Glasgow  |  Severely deaf  |  Two hearing aids

My job

I spend a lot of my time on the phone to people around the world to give them guidance and support on risk management. I also work with a small team in my office so have face to face meetings, and both attend and deliver face to face and video conference training on a regular basis. I really enjoy using my knowledge to help people do their job and I especially like the training part of my role as I love helping people increase their knowledge.

My technology

Through my employer’s scheme called “Reasonable Adjustments” I had an assessment of what equipment and support I might need to help me hear better in my role, particularly on the phone and in meetings. My employer has been really supportive, we have a team specialising in supporting people with disabilities and helping buy any equipment needed. My manager is also very interested in making sure she can help me wherever she can. The assessment, carried out by Action on Hearing Loss, resulted in an 18 page report and she read all of it to understand the problems I face and how she can help.

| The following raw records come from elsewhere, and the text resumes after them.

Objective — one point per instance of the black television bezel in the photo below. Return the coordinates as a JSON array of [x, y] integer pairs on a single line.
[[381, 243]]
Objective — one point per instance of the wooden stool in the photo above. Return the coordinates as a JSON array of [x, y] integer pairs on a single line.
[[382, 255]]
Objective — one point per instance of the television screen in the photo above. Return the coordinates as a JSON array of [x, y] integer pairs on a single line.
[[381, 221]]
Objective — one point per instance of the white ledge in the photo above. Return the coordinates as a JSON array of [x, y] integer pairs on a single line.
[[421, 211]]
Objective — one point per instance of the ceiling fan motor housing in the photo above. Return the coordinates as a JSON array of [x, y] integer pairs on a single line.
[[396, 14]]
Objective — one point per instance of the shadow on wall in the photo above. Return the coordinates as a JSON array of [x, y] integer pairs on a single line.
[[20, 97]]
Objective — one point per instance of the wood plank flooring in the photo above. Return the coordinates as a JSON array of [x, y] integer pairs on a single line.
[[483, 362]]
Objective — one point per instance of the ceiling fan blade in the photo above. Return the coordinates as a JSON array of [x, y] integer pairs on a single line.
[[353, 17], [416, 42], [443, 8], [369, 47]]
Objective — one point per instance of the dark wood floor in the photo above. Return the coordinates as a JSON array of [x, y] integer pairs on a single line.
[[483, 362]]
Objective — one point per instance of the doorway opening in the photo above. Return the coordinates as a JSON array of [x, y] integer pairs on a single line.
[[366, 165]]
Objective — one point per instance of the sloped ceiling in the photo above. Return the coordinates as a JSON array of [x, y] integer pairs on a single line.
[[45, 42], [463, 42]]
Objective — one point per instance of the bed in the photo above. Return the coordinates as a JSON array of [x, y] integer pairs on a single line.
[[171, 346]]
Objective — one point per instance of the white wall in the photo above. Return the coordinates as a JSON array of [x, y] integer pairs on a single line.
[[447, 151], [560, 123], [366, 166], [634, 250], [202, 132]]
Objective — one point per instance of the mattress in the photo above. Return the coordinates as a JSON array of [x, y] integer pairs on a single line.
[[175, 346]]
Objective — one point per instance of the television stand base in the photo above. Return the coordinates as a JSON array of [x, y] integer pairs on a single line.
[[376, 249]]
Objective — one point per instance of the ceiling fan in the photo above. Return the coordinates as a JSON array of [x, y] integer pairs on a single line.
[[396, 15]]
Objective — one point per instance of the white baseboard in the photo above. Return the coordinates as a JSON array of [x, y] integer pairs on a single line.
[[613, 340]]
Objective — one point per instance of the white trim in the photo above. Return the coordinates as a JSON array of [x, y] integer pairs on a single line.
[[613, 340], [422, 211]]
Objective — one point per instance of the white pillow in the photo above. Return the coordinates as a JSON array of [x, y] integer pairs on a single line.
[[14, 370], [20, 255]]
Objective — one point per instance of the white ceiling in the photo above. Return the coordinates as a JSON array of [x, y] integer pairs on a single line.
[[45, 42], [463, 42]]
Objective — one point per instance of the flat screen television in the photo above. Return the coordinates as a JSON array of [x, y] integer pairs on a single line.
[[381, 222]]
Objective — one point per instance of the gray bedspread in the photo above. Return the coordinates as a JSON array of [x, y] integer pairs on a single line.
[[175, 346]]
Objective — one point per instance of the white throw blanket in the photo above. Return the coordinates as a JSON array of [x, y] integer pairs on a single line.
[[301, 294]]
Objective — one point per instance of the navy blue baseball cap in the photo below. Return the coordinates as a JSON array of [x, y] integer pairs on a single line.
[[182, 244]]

I use the Phonak Roger Select (a radio aid transmitter) and a Phonak Roger X radio aid receiver. The Select is very good in meetings. I place the Select in the middle of a table, and as it has six microphones it can detect sounds from all areas of a room and transmit it to my hearing aids. A useful feature is if someone is very loud I can turn the microphone off which faces them! I also have a Phonak Roger Pen (another radio aid transmitter). It only has one microphone. I use it with my office phone to transmit sound to my hearing aids. Both radio aid transmitters send the sound to the Roger X receiver which is plugged into the ReSound MultiMic, which then transmits the sound wirelessly to my hearing aids. For phone calls I wear a headset so I can speak into the microphone for the caller to hear me. My desk is in in a quiet location to reduce background noise, and also with a window behind me, so people I speak to are well lit to help me lip read.

How I got here

I studied Geography in university and then completed a Chartered Accountancy qualification. I worked for a large accountancy firm as an auditor which gave me the knowledge and skills for my current job.

My advice

My advice to deaf young people: let people know you are struggling to hear and how they can help, for example ensuring you can see their mouth when they speak so you can lip read. This can be difficult but most people will be very supportive.